Catching him proved another challenge. Using the other horses as leaders I could drive him into the yards. Once there, he did everything possible to avoid me. Instead of watching me like any other horse would do, he’d turn his head away as he trotted around the rails. Cornered, he’d either try to scramble over the fence or would rear and fall over backwards. I tried smaller and smaller yards. In the end I resorted to roping him. The moment the lasso closed on his neck he panicked and fell, bashing his head on a fencepost and tangling his legs. Yet a strange thing happened. After that, whenever I wanted to catch him, I only had to get a rope to touch him anywhere and he was mine. Even a piece of string lying across his rump was enough for him to give in. From then on people could touch him anywhere and do anything with him.
Except for the vet.
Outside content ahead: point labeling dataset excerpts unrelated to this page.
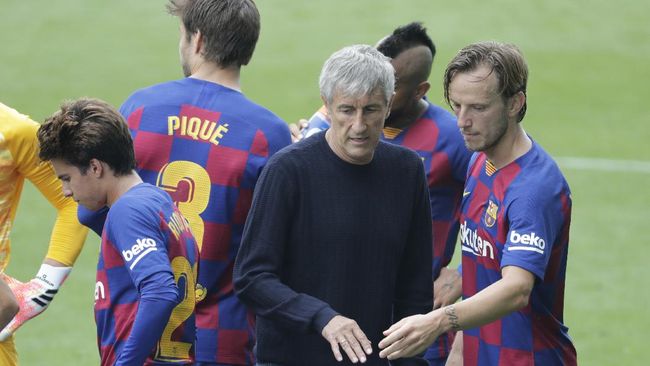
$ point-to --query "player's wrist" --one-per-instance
(52, 276)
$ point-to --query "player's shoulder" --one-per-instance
(441, 116)
(540, 178)
(17, 131)
(400, 156)
(141, 200)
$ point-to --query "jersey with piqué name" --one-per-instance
(518, 215)
(206, 145)
(145, 234)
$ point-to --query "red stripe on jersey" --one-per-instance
(218, 235)
(153, 150)
(260, 145)
(226, 165)
(190, 111)
(515, 357)
(506, 175)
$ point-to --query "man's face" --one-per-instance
(406, 99)
(481, 111)
(83, 188)
(356, 123)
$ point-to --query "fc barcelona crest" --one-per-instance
(491, 214)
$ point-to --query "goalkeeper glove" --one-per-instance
(34, 296)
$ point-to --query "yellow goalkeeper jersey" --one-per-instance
(19, 160)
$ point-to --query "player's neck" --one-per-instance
(228, 77)
(409, 117)
(510, 147)
(120, 185)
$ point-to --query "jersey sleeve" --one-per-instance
(319, 121)
(135, 232)
(535, 218)
(68, 235)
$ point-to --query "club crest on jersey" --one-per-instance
(491, 214)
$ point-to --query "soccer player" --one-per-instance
(515, 218)
(205, 143)
(19, 161)
(431, 131)
(146, 275)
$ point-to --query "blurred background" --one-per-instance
(587, 105)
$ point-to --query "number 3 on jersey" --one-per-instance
(189, 186)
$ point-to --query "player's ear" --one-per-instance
(422, 89)
(516, 102)
(390, 105)
(95, 167)
(198, 46)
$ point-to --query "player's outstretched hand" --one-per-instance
(344, 333)
(34, 296)
(409, 336)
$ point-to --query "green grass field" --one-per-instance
(589, 79)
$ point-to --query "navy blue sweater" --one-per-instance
(325, 237)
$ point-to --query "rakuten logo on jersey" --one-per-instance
(531, 242)
(139, 250)
(473, 243)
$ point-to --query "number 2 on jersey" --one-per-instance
(185, 277)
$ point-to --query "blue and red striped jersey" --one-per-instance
(145, 234)
(206, 145)
(518, 215)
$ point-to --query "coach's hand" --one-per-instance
(344, 333)
(34, 296)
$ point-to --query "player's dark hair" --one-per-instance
(86, 129)
(230, 28)
(504, 59)
(404, 38)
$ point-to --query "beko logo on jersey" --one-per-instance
(531, 242)
(473, 243)
(100, 293)
(139, 250)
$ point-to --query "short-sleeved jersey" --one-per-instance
(436, 138)
(19, 160)
(144, 234)
(206, 145)
(519, 216)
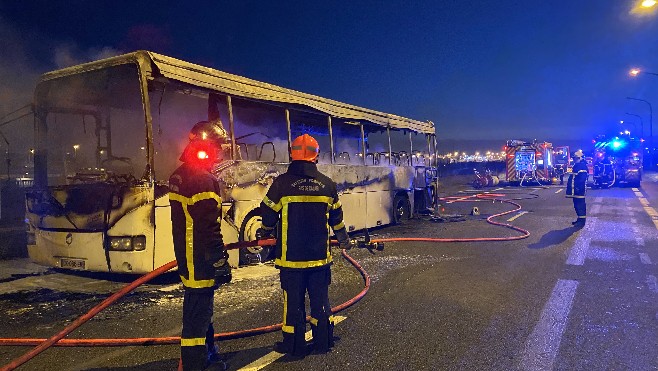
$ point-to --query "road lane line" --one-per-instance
(578, 252)
(652, 282)
(516, 216)
(269, 358)
(544, 342)
(595, 209)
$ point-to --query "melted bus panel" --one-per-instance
(109, 134)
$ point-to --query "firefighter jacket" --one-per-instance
(577, 180)
(194, 195)
(304, 203)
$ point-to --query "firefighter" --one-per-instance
(302, 204)
(202, 261)
(576, 186)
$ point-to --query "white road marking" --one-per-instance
(516, 216)
(269, 358)
(578, 252)
(595, 209)
(652, 282)
(544, 342)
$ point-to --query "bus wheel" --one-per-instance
(256, 254)
(401, 209)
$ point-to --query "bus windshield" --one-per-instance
(91, 128)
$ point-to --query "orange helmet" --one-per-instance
(304, 148)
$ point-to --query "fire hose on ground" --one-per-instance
(58, 339)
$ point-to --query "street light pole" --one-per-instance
(650, 113)
(651, 149)
(641, 123)
(622, 122)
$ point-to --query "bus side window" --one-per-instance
(263, 147)
(372, 158)
(343, 158)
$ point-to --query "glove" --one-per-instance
(264, 233)
(343, 238)
(349, 244)
(222, 271)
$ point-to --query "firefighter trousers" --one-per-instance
(295, 283)
(197, 337)
(581, 209)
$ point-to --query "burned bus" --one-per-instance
(109, 133)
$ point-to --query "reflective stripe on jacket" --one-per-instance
(195, 200)
(303, 204)
(576, 185)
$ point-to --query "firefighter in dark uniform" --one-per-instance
(303, 204)
(576, 186)
(202, 261)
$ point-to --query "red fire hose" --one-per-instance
(57, 340)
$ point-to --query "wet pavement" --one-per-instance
(563, 299)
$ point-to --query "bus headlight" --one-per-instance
(128, 243)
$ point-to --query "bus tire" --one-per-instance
(257, 254)
(401, 209)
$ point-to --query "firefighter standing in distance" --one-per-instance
(202, 261)
(576, 186)
(302, 204)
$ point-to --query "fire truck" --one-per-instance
(529, 162)
(562, 162)
(617, 160)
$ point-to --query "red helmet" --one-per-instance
(206, 139)
(304, 148)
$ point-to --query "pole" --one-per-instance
(641, 123)
(651, 149)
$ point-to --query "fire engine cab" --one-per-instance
(617, 160)
(529, 162)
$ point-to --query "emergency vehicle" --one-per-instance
(617, 160)
(528, 162)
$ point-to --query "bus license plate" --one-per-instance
(72, 263)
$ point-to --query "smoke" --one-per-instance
(67, 55)
(21, 64)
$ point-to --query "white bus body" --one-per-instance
(109, 133)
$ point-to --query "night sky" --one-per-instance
(480, 70)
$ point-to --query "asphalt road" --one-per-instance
(562, 299)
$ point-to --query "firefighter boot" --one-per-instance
(214, 359)
(292, 344)
(332, 339)
(321, 336)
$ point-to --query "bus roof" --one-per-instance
(235, 85)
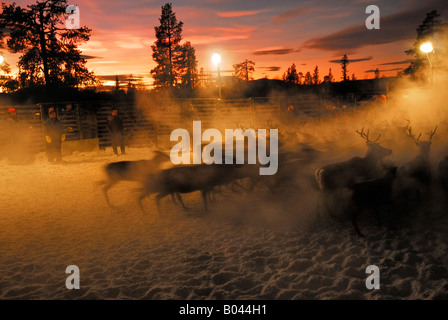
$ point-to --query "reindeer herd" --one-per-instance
(346, 189)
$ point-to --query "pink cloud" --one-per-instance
(235, 14)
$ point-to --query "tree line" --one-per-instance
(50, 55)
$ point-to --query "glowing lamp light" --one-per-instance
(216, 58)
(426, 47)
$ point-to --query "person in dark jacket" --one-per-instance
(54, 135)
(115, 125)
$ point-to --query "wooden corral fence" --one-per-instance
(29, 117)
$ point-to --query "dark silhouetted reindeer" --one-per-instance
(337, 177)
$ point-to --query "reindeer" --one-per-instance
(131, 171)
(335, 179)
(187, 179)
(414, 177)
(374, 195)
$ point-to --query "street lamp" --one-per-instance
(216, 59)
(427, 48)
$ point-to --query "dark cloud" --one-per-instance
(351, 60)
(395, 62)
(83, 56)
(121, 77)
(274, 52)
(384, 70)
(274, 68)
(393, 28)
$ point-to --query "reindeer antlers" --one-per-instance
(366, 135)
(412, 136)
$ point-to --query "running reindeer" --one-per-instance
(415, 177)
(335, 180)
(132, 171)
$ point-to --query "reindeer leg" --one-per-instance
(105, 191)
(204, 197)
(179, 199)
(140, 204)
(158, 198)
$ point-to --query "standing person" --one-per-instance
(115, 125)
(54, 135)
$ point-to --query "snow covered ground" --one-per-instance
(250, 246)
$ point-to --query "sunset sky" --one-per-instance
(273, 34)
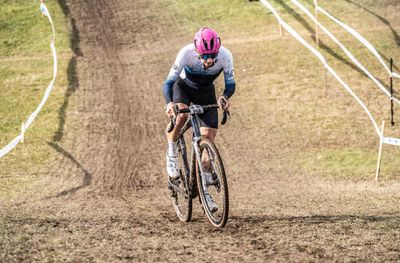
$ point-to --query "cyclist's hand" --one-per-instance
(170, 110)
(223, 103)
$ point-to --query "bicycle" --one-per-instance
(204, 157)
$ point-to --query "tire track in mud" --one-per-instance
(127, 93)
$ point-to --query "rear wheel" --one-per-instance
(181, 199)
(217, 185)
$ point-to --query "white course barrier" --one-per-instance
(361, 39)
(324, 62)
(30, 119)
(348, 53)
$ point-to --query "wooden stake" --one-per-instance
(391, 92)
(280, 30)
(326, 81)
(378, 168)
(316, 24)
(22, 133)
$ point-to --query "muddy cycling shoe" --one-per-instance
(172, 167)
(210, 203)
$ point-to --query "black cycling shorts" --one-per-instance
(182, 93)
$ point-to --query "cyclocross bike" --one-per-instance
(204, 157)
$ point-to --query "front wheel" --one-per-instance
(180, 195)
(215, 183)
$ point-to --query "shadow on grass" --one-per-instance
(73, 80)
(311, 29)
(87, 178)
(73, 84)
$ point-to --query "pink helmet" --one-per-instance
(206, 41)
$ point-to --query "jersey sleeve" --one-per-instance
(230, 84)
(173, 75)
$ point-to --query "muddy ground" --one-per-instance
(105, 199)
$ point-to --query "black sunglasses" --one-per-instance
(207, 56)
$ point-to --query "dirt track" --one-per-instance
(105, 200)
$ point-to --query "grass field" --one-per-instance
(339, 139)
(26, 69)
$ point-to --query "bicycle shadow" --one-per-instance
(72, 74)
(87, 178)
(311, 220)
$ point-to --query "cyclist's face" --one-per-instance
(207, 62)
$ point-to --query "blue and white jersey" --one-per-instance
(189, 67)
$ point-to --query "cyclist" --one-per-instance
(190, 80)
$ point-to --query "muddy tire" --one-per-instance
(219, 185)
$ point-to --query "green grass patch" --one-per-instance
(26, 70)
(353, 163)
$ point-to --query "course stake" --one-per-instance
(378, 168)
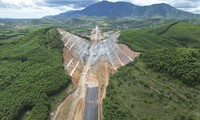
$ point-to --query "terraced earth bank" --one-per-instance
(89, 63)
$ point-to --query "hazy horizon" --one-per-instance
(30, 9)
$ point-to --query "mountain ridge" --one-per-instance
(126, 9)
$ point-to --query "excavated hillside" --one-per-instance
(89, 63)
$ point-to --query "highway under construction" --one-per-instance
(89, 63)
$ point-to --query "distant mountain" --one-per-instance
(126, 9)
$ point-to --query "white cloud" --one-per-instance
(29, 9)
(40, 8)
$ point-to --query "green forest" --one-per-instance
(163, 82)
(31, 72)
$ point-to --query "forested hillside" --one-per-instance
(171, 35)
(183, 64)
(31, 72)
(164, 82)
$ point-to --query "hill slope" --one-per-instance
(31, 72)
(161, 83)
(125, 9)
(179, 34)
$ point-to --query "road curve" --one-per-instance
(91, 109)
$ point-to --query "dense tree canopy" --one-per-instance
(31, 71)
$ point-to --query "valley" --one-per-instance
(99, 60)
(89, 63)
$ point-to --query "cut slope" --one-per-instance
(31, 71)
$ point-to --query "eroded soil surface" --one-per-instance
(89, 64)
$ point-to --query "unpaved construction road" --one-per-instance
(89, 64)
(91, 109)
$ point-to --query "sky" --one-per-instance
(41, 8)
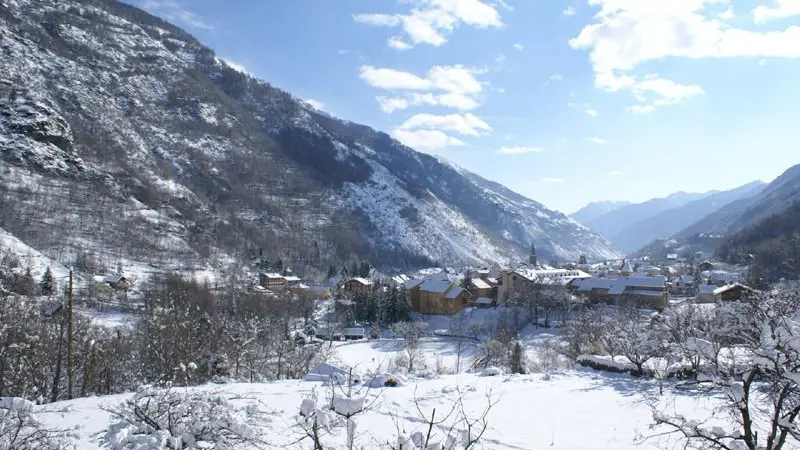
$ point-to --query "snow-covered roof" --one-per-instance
(622, 283)
(114, 278)
(539, 274)
(480, 284)
(439, 286)
(706, 289)
(454, 292)
(618, 286)
(410, 284)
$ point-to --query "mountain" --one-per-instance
(615, 222)
(122, 138)
(673, 220)
(773, 199)
(770, 245)
(594, 210)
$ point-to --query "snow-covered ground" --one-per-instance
(571, 409)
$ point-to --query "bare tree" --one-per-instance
(759, 378)
(412, 334)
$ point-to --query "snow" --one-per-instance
(576, 410)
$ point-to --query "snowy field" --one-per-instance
(570, 409)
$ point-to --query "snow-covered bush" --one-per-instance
(170, 419)
(20, 429)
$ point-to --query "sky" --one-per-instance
(566, 102)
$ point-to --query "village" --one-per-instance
(639, 282)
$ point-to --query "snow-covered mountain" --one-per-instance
(122, 135)
(595, 210)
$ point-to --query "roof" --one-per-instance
(706, 289)
(480, 284)
(439, 286)
(538, 274)
(114, 278)
(620, 285)
(411, 284)
(623, 283)
(454, 292)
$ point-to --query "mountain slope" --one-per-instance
(673, 220)
(124, 136)
(771, 246)
(773, 199)
(614, 222)
(594, 210)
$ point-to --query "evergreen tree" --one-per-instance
(47, 285)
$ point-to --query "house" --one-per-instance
(356, 286)
(271, 280)
(354, 334)
(522, 278)
(292, 280)
(482, 302)
(118, 282)
(684, 285)
(438, 297)
(641, 291)
(731, 292)
(481, 288)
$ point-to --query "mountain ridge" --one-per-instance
(130, 118)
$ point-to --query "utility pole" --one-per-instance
(69, 338)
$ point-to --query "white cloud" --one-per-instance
(448, 86)
(455, 101)
(236, 66)
(640, 109)
(784, 9)
(520, 150)
(174, 11)
(629, 33)
(398, 43)
(431, 21)
(426, 139)
(315, 104)
(467, 124)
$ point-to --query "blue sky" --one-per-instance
(566, 102)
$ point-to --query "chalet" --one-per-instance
(438, 297)
(481, 288)
(271, 280)
(642, 291)
(356, 286)
(354, 334)
(118, 282)
(292, 280)
(730, 292)
(684, 285)
(515, 280)
(483, 302)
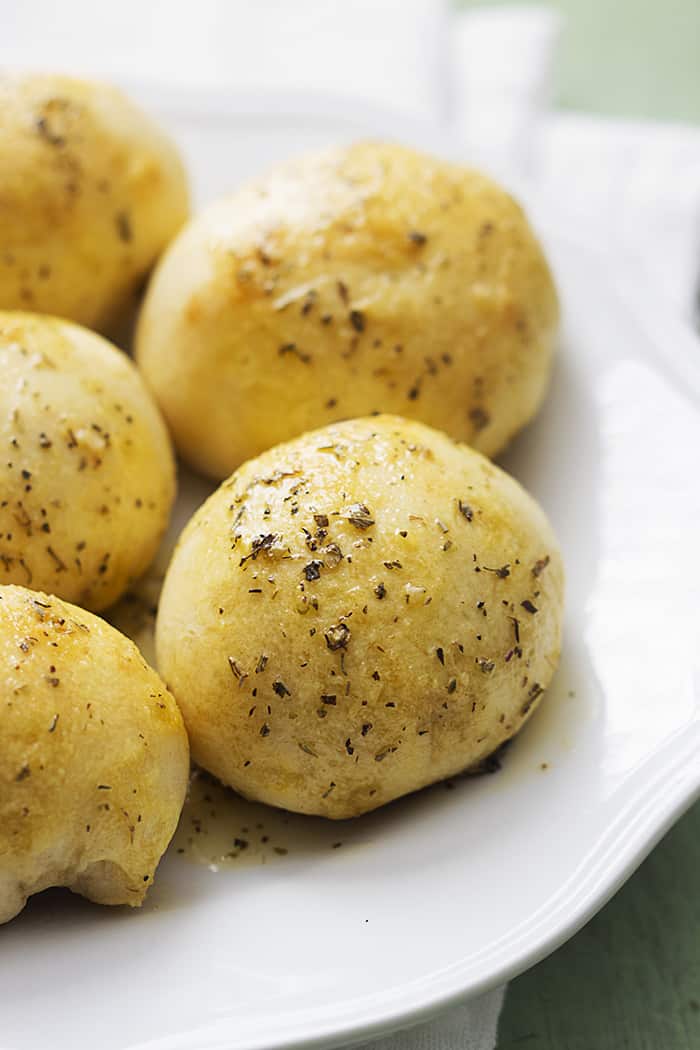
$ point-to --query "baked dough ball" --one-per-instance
(86, 470)
(90, 193)
(361, 279)
(358, 613)
(93, 756)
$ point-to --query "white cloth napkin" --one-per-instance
(632, 187)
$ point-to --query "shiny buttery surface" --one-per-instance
(449, 890)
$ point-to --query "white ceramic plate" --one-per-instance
(449, 891)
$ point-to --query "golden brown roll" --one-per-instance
(93, 756)
(358, 613)
(87, 476)
(90, 192)
(361, 279)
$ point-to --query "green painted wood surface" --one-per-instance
(631, 978)
(627, 58)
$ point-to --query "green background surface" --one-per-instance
(631, 979)
(627, 58)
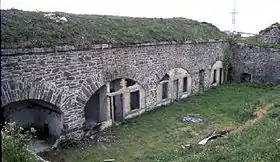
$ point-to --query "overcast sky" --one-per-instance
(253, 15)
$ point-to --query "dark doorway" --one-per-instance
(185, 84)
(44, 117)
(176, 89)
(201, 79)
(221, 76)
(118, 107)
(214, 76)
(134, 100)
(230, 74)
(92, 108)
(165, 90)
(245, 78)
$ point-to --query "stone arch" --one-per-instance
(93, 83)
(45, 117)
(217, 74)
(13, 91)
(96, 93)
(178, 85)
(39, 99)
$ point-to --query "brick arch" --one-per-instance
(93, 83)
(167, 70)
(13, 91)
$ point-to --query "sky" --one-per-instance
(252, 16)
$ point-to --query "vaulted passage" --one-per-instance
(217, 76)
(115, 101)
(44, 117)
(201, 79)
(174, 85)
(245, 78)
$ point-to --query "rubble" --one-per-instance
(191, 118)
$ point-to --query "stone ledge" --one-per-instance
(66, 48)
(245, 45)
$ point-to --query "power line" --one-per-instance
(233, 13)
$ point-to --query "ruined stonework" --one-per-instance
(270, 34)
(256, 64)
(117, 82)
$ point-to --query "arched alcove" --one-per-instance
(46, 118)
(175, 84)
(217, 74)
(115, 101)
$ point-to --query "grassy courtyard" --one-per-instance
(158, 135)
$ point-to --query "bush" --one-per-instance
(14, 143)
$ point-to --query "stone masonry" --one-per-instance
(262, 65)
(68, 76)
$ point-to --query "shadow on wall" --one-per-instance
(114, 101)
(245, 78)
(44, 117)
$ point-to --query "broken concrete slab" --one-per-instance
(214, 135)
(191, 118)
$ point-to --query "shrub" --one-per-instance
(14, 143)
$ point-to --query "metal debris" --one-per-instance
(214, 135)
(191, 118)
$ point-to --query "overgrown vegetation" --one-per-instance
(14, 144)
(158, 136)
(33, 29)
(255, 42)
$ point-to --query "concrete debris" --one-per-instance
(186, 146)
(214, 135)
(92, 130)
(191, 118)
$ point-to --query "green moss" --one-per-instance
(29, 29)
(158, 136)
(255, 42)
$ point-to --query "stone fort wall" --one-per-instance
(68, 76)
(256, 64)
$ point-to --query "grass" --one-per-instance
(32, 29)
(255, 42)
(158, 136)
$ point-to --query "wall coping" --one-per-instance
(258, 47)
(66, 48)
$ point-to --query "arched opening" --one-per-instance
(114, 101)
(174, 85)
(201, 79)
(217, 76)
(245, 78)
(43, 116)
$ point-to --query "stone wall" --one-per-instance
(270, 34)
(259, 64)
(67, 76)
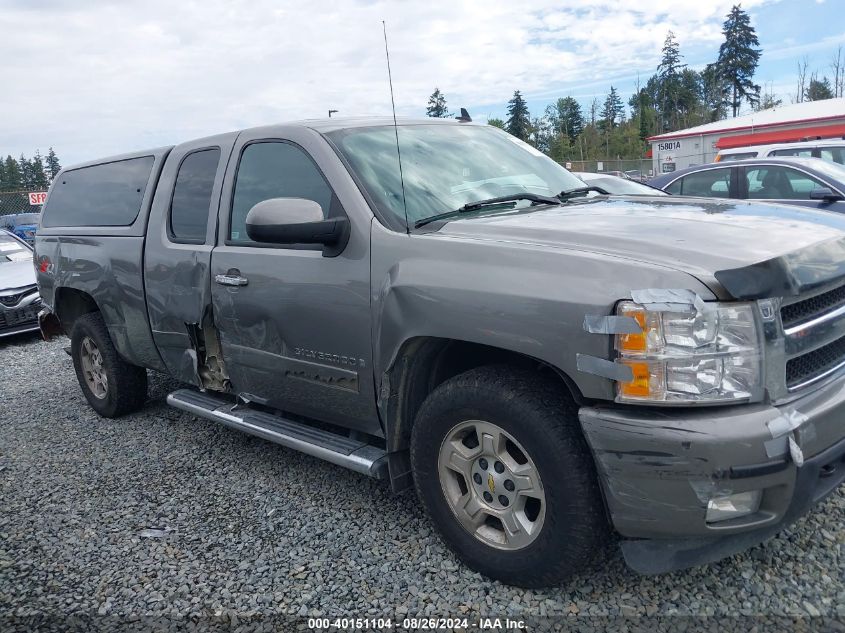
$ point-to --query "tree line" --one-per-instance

At a year old, after months of gentle handling and bringing him back to full health, it was time to geld MV. He must have known what was in store. Our vet was an experienced horseman, calm and competent. MV would have nothing to do with him. I resorted to blindfolding him so the vet could inject the sedative into MV’s vein. But the tranquilliser wouldn’t take. He added more. Still MV fought it. After an hour we had to admit defeat. This little horse was so tough his mind overrode the drug. He failed to get even slightly woozy. That night he was still a colt.
A few months later the old Thoroughbred mare next door came into season. I discovered this when I looked out the window to see MV mounting her. He had jumped the barbed wire fence in order to visit Princess. There were no scratches on him and no damage to the fence. As there were no gates between the two properties and my neighbour didn’t have yards, the problem of how to get him back arose. There was no way I’d get near enough with a rope to catch him in a twenty acre paddock.
Luckily a friend nearby had a sturdy set of cattle yards with a race and crush. Catching Princess with ease, I led her through the paddocks and down the road. As hoped for, MV followed. I led Princess through the yards and trapped MV. As soon as I returned the mare to her owners I called the vet. You’d think that being in a confined space where he couldn’t turn around MV would settle. No. As soon as he saw the vet he went into a panic. No matter how hard the vet tried, he couldn’t get the needle into MV’s neck. In the end I had to do it, the only one MV would trust. This time the sedative worked and the job was done.
Being gelded did nothing to calm MV down. I continued his ground work and he did as he was asked, but it was easy to see he resented every step. One day when I was teaching him to load on a float (horse trailer) he reared and fell over backward, damaging his hip. Very upset, I rang a dear friend, saying I thought he might have to be put down.
As an experienced endurance rider, Megan agreed it was a shame to destroy such a beautiful and tough horse. She took him to her own place where she had better facilities for training youngsters. His hip healed, though always remained lower than the other one. Megan broke him in and fell in love with MV. Delighted he had found a ‘forever’ home, I watched the pair bond as she trained him for endurance, a sport he adapted to with fervour. Although small, his floating trot carried him at speed over any terrain. He completed a 40km training ride with ease.
One day, when preparing MV for his first 80km competition, Megan went to catch him in his rocky hill paddock. Instead of the usual game of chase, he didn’t move. One of his legs hung at an awkward angle. He must have broken it when hooning over boulders with the other horses, a pastime he excelled at. With much regret Megan had to have MV put down, just as he was coming to enjoy life at only five years old. He was buried alongside Megan’s old dogs, always to be remembered.
Brumbies in the Snow is dedicated to Midnight Velvet, the toughest little brumby in Australia.